The ad promised fame, and it delivered. Of course, that was after the group had split from Heart Management, taken all the routines and songs they'd learned, and showed them to Simon Fuller, who got them a deal at Virgin Records -- so, you know, it was a winding road. They made millions of dollars and revolutionized pop merchandising and bestowed a British-flag-and-"Girl Power"-emblazoned umbrella over the decade. Then Ginger effectively broke the spell by leaving the group after just two years of international stardom, Posh (the worst singer, in my opinion) married Beckham, and their lives are forever interesting to us because of what they did in their teens and twenties.
For teen pop, it really is good music. I listened to this song with my roommate tonight, at top volume and dancing as we made lunch for tomorrow and got ready for bed, and damn if I don't remember every single word. It's catchy, it's happy, and I realized it was the Spice Girls who first taught me how to appreciate harmony.
Sorry, Beatles. Sorry, Aerosmith. Sorry Crosby, and Stills, and Nash. It was Sporty, Baby, Posh, Scary, and Ginger whose songs I sang, whose harmonies I improvised, whose music video dances I learned. (Did you know the "Wannabe" video was filmed in one, unbroken shot?)
It was probably a good thing I didn't watch them live. They really are sort of awful.
But you have to admit, that was some career to stumble into after answering a classified ad promising a recording deal.
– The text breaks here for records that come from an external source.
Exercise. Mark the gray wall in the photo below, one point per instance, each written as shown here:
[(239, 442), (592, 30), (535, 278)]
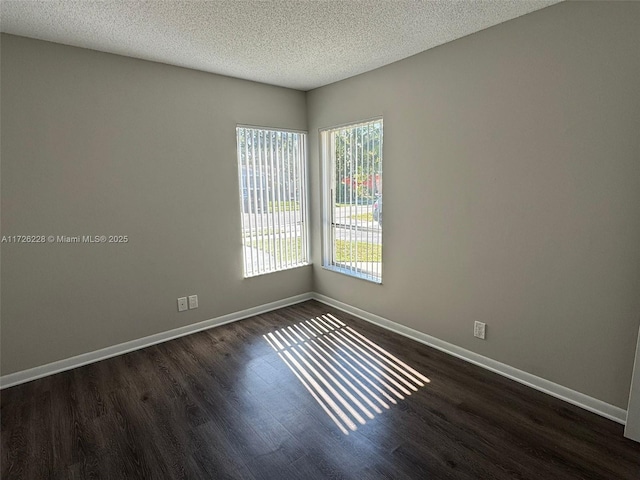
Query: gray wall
[(511, 192), (94, 143)]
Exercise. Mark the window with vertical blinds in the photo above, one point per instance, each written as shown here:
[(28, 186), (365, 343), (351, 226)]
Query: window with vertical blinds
[(272, 180), (352, 162)]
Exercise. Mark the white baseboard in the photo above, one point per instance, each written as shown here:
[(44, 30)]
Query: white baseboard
[(126, 347), (571, 396)]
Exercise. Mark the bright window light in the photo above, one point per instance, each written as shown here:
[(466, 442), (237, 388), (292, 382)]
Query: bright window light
[(273, 199)]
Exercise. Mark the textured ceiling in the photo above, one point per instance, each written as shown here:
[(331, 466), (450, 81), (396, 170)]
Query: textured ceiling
[(300, 44)]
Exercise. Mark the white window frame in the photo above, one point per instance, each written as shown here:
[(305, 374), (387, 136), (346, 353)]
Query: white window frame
[(327, 147), (256, 261)]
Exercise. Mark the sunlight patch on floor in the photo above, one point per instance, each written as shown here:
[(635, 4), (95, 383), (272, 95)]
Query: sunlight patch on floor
[(350, 376)]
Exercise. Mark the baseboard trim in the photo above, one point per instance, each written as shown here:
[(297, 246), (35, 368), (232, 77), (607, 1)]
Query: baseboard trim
[(581, 400), (30, 374)]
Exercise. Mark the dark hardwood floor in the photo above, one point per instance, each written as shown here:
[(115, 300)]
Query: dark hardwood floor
[(223, 404)]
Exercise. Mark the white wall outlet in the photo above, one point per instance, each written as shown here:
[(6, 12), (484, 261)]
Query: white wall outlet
[(479, 329), (182, 304), (193, 301)]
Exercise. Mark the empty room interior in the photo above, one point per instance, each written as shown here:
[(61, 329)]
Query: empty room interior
[(197, 281)]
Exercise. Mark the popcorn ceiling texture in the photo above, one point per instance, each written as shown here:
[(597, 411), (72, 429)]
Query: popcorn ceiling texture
[(297, 44)]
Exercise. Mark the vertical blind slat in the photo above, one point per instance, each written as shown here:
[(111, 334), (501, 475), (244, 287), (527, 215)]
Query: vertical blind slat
[(272, 180), (353, 175)]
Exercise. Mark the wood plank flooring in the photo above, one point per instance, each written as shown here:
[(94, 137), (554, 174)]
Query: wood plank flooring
[(221, 404)]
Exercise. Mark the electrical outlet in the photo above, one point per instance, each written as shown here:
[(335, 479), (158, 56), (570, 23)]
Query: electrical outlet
[(479, 329), (182, 304), (193, 301)]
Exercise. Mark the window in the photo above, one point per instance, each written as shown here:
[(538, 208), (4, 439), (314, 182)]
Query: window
[(352, 161), (272, 179)]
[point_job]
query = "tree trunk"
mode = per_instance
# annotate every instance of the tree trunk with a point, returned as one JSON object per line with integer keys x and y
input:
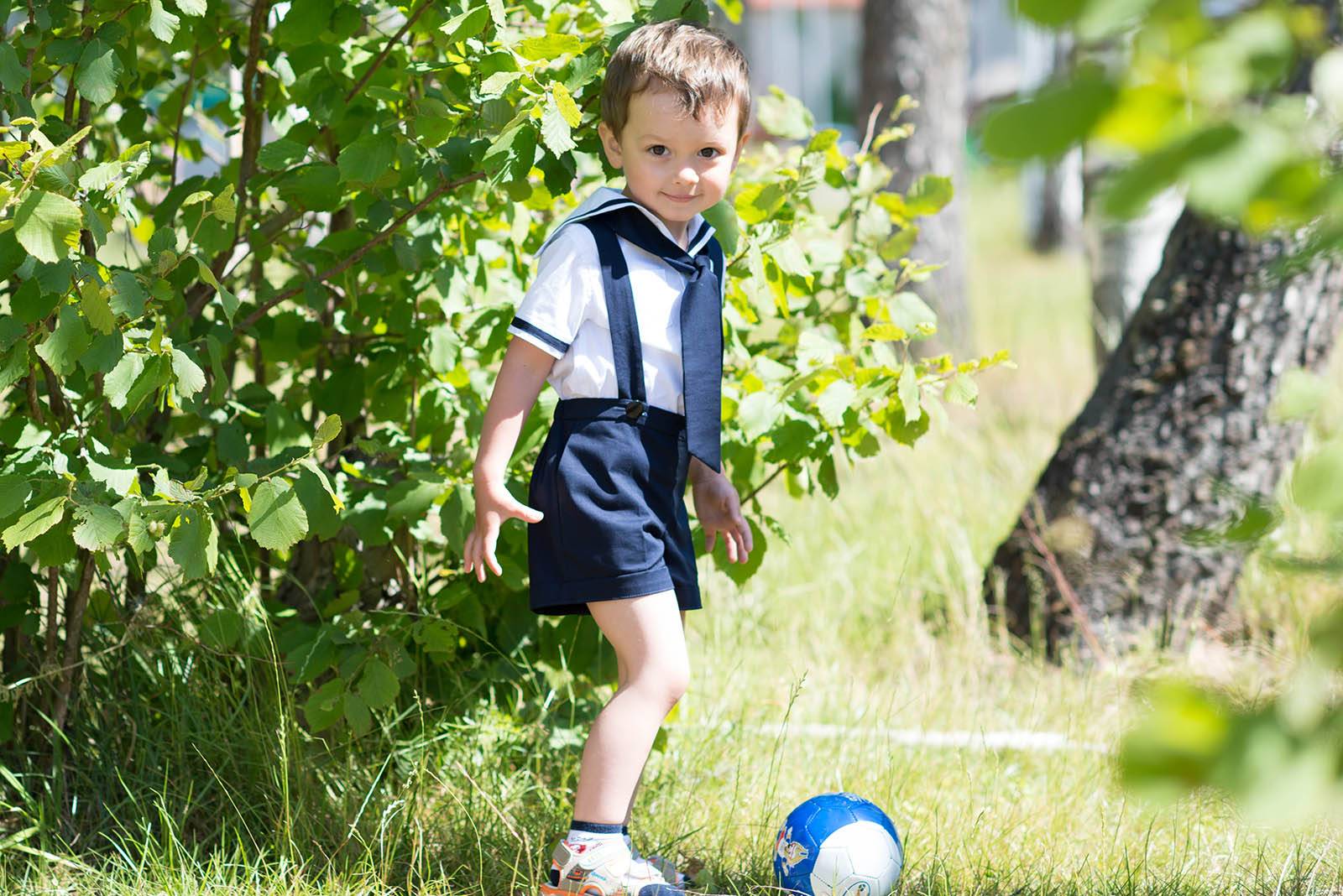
{"x": 922, "y": 47}
{"x": 1052, "y": 188}
{"x": 1181, "y": 405}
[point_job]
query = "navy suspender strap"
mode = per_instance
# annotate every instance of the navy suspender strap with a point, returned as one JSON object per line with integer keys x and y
{"x": 626, "y": 345}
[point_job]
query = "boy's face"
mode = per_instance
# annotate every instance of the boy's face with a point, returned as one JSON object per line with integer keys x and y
{"x": 675, "y": 164}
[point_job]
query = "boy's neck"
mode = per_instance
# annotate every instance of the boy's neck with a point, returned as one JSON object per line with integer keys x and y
{"x": 676, "y": 228}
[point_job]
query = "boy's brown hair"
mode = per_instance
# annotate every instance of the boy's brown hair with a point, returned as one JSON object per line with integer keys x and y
{"x": 702, "y": 66}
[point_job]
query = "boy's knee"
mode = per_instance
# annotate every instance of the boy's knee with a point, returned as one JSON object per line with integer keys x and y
{"x": 665, "y": 683}
{"x": 676, "y": 683}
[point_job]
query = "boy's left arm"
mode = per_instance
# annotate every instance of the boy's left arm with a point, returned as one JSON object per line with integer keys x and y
{"x": 719, "y": 510}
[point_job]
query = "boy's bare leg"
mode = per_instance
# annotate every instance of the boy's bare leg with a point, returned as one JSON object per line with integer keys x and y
{"x": 651, "y": 647}
{"x": 621, "y": 676}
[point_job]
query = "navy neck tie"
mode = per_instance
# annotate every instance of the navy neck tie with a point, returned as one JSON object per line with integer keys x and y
{"x": 702, "y": 329}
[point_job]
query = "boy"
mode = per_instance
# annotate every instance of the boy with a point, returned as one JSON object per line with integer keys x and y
{"x": 624, "y": 320}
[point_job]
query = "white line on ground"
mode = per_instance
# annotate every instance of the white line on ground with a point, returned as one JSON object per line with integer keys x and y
{"x": 1031, "y": 741}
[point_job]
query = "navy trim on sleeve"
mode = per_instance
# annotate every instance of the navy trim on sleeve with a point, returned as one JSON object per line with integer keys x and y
{"x": 541, "y": 334}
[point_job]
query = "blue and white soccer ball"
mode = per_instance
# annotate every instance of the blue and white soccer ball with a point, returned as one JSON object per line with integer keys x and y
{"x": 839, "y": 844}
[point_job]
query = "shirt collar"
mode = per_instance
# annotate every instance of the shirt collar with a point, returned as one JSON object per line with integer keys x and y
{"x": 604, "y": 199}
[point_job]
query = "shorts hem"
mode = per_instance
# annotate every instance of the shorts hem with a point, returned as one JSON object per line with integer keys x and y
{"x": 567, "y": 598}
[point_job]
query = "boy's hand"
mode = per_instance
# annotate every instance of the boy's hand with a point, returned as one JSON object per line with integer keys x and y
{"x": 494, "y": 506}
{"x": 719, "y": 510}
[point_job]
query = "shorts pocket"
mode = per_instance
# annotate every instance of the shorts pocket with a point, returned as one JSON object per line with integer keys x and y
{"x": 606, "y": 522}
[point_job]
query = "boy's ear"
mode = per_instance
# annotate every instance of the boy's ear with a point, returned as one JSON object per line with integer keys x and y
{"x": 610, "y": 145}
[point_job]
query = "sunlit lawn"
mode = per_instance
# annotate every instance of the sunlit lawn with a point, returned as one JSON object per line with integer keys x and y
{"x": 859, "y": 659}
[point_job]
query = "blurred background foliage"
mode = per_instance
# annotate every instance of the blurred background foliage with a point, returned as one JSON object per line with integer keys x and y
{"x": 1241, "y": 112}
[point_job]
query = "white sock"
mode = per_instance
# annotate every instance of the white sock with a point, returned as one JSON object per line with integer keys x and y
{"x": 590, "y": 833}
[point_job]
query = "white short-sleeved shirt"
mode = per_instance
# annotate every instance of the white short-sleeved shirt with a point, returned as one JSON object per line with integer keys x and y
{"x": 563, "y": 313}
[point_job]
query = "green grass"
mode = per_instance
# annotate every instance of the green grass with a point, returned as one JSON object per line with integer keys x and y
{"x": 870, "y": 620}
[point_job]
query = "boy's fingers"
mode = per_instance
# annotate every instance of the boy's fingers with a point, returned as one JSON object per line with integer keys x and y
{"x": 527, "y": 514}
{"x": 490, "y": 539}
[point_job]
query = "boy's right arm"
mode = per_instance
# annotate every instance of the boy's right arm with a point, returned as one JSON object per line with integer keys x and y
{"x": 521, "y": 378}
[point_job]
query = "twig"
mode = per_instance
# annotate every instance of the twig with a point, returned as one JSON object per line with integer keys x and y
{"x": 872, "y": 129}
{"x": 1065, "y": 589}
{"x": 74, "y": 628}
{"x": 387, "y": 49}
{"x": 362, "y": 251}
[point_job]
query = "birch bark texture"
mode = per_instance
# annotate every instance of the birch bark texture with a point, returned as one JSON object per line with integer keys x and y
{"x": 922, "y": 47}
{"x": 1179, "y": 411}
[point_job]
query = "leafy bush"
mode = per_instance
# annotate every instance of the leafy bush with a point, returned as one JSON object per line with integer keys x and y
{"x": 273, "y": 374}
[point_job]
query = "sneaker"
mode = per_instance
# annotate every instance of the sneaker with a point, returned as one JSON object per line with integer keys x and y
{"x": 662, "y": 867}
{"x": 602, "y": 869}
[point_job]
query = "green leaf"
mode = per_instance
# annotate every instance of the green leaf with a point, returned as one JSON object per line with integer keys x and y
{"x": 13, "y": 73}
{"x": 445, "y": 347}
{"x": 378, "y": 685}
{"x": 564, "y": 102}
{"x": 118, "y": 479}
{"x": 98, "y": 71}
{"x": 499, "y": 82}
{"x": 47, "y": 224}
{"x": 759, "y": 412}
{"x": 281, "y": 154}
{"x": 227, "y": 300}
{"x": 35, "y": 522}
{"x": 367, "y": 159}
{"x": 497, "y": 13}
{"x": 411, "y": 497}
{"x": 306, "y": 22}
{"x": 15, "y": 367}
{"x": 928, "y": 195}
{"x": 962, "y": 389}
{"x": 327, "y": 431}
{"x": 138, "y": 533}
{"x": 163, "y": 23}
{"x": 912, "y": 314}
{"x": 312, "y": 658}
{"x": 93, "y": 302}
{"x": 836, "y": 400}
{"x": 468, "y": 24}
{"x": 13, "y": 492}
{"x": 118, "y": 384}
{"x": 555, "y": 130}
{"x": 785, "y": 116}
{"x": 100, "y": 528}
{"x": 320, "y": 502}
{"x": 222, "y": 629}
{"x": 326, "y": 706}
{"x": 358, "y": 715}
{"x": 277, "y": 518}
{"x": 66, "y": 344}
{"x": 884, "y": 333}
{"x": 190, "y": 378}
{"x": 1058, "y": 117}
{"x": 195, "y": 544}
{"x": 908, "y": 391}
{"x": 128, "y": 297}
{"x": 550, "y": 47}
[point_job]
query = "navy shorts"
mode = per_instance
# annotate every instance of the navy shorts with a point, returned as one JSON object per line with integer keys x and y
{"x": 611, "y": 483}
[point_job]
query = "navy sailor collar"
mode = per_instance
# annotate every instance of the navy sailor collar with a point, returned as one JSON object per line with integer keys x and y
{"x": 606, "y": 199}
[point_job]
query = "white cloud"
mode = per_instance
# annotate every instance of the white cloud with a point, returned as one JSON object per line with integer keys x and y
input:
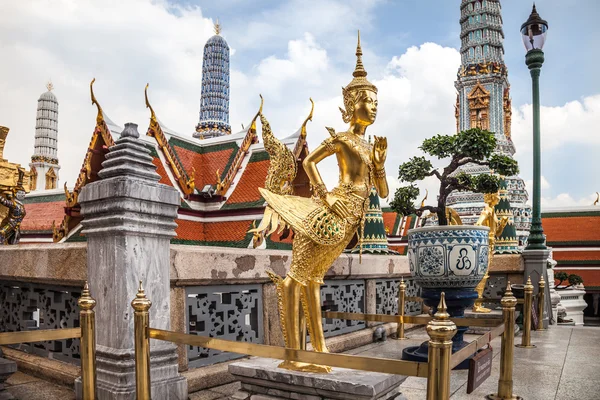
{"x": 125, "y": 44}
{"x": 576, "y": 122}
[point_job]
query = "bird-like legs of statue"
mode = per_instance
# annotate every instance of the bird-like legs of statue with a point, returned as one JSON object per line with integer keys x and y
{"x": 290, "y": 294}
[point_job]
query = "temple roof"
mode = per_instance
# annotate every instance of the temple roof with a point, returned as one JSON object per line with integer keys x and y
{"x": 233, "y": 166}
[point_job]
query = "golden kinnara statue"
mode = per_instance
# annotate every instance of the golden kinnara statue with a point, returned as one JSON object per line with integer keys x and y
{"x": 489, "y": 218}
{"x": 324, "y": 224}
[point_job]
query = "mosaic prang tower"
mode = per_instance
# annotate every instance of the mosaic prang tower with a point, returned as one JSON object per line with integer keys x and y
{"x": 214, "y": 100}
{"x": 484, "y": 101}
{"x": 44, "y": 162}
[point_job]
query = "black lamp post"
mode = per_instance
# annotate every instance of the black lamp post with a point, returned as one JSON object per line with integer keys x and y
{"x": 534, "y": 36}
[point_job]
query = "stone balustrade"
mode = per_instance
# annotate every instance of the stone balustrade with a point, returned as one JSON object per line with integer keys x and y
{"x": 572, "y": 300}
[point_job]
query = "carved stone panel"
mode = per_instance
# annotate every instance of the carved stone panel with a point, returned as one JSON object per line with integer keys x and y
{"x": 387, "y": 297}
{"x": 27, "y": 306}
{"x": 343, "y": 296}
{"x": 232, "y": 312}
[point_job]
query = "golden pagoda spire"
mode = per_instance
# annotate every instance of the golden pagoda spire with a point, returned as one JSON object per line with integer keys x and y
{"x": 360, "y": 69}
{"x": 217, "y": 27}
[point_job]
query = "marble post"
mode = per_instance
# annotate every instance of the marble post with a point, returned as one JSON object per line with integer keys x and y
{"x": 536, "y": 266}
{"x": 128, "y": 219}
{"x": 554, "y": 295}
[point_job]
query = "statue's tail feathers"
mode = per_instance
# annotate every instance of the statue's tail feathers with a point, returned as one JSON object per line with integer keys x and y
{"x": 270, "y": 223}
{"x": 283, "y": 167}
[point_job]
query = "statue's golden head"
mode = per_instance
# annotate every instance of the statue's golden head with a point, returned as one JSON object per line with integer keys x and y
{"x": 491, "y": 199}
{"x": 360, "y": 96}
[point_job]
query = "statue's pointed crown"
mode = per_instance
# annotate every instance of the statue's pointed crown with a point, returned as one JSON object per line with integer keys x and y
{"x": 360, "y": 82}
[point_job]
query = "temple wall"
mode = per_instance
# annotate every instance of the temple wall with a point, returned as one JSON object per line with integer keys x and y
{"x": 221, "y": 292}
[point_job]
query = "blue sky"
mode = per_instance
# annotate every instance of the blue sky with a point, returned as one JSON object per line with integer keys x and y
{"x": 288, "y": 51}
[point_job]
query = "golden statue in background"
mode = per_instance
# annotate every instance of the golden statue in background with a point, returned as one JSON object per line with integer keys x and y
{"x": 324, "y": 224}
{"x": 489, "y": 218}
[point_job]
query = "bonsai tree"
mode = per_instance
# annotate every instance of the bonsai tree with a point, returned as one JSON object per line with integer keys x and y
{"x": 473, "y": 146}
{"x": 573, "y": 279}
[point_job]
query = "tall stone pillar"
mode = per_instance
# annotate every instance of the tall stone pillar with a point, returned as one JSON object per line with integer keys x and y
{"x": 128, "y": 219}
{"x": 536, "y": 266}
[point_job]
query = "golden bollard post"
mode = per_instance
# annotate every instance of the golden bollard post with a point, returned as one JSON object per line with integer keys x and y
{"x": 440, "y": 329}
{"x": 526, "y": 338}
{"x": 541, "y": 295}
{"x": 401, "y": 307}
{"x": 505, "y": 382}
{"x": 87, "y": 321}
{"x": 142, "y": 305}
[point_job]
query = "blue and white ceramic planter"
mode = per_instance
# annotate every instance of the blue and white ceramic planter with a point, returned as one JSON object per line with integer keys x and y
{"x": 444, "y": 257}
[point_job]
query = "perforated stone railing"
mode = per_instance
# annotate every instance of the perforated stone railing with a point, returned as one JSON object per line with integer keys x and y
{"x": 233, "y": 312}
{"x": 386, "y": 297}
{"x": 343, "y": 296}
{"x": 29, "y": 306}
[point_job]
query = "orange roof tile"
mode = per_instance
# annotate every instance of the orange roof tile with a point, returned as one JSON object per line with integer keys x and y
{"x": 205, "y": 164}
{"x": 39, "y": 216}
{"x": 252, "y": 178}
{"x": 591, "y": 277}
{"x": 576, "y": 255}
{"x": 160, "y": 169}
{"x": 389, "y": 221}
{"x": 572, "y": 229}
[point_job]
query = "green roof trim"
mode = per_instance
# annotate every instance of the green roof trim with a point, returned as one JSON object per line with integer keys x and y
{"x": 577, "y": 262}
{"x": 568, "y": 214}
{"x": 259, "y": 156}
{"x": 202, "y": 149}
{"x": 51, "y": 198}
{"x": 575, "y": 243}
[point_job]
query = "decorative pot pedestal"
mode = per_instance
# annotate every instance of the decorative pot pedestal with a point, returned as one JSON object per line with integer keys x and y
{"x": 449, "y": 259}
{"x": 457, "y": 301}
{"x": 261, "y": 379}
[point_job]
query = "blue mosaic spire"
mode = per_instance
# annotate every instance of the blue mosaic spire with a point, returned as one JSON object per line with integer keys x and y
{"x": 483, "y": 100}
{"x": 214, "y": 100}
{"x": 481, "y": 31}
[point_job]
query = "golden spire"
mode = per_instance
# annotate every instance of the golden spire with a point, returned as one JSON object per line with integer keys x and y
{"x": 217, "y": 27}
{"x": 360, "y": 69}
{"x": 99, "y": 117}
{"x": 303, "y": 129}
{"x": 152, "y": 115}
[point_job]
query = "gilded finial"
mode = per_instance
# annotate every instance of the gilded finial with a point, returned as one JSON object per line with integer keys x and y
{"x": 141, "y": 302}
{"x": 100, "y": 116}
{"x": 217, "y": 27}
{"x": 309, "y": 118}
{"x": 253, "y": 124}
{"x": 152, "y": 114}
{"x": 424, "y": 198}
{"x": 86, "y": 302}
{"x": 359, "y": 71}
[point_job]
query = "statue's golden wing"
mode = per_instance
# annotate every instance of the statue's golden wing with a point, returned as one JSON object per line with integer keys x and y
{"x": 283, "y": 168}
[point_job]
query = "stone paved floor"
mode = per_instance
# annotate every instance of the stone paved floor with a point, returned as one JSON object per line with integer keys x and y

In the age of American Idol and the X Factor and the Voice and is there something called Duets now? I can't keep track. But these days, you don't get famous by answering a classified ad -- at least, not in a way you'd write to mom about.
But back in my day, in the mid-nineties, when I was singing Hanson into a hairbrush and wearing out my VHS copy of the girls' awful (but sort of wonderful) (but actually awful) full-length feature film Spice World -- a girl could dream.
The stance of Girl Power. Via The Guardian
* Note: All quoted history taken from Wikipedia, so, you know, I'm fairly sure it's accurate. Why would Wikipedia lie to me, right?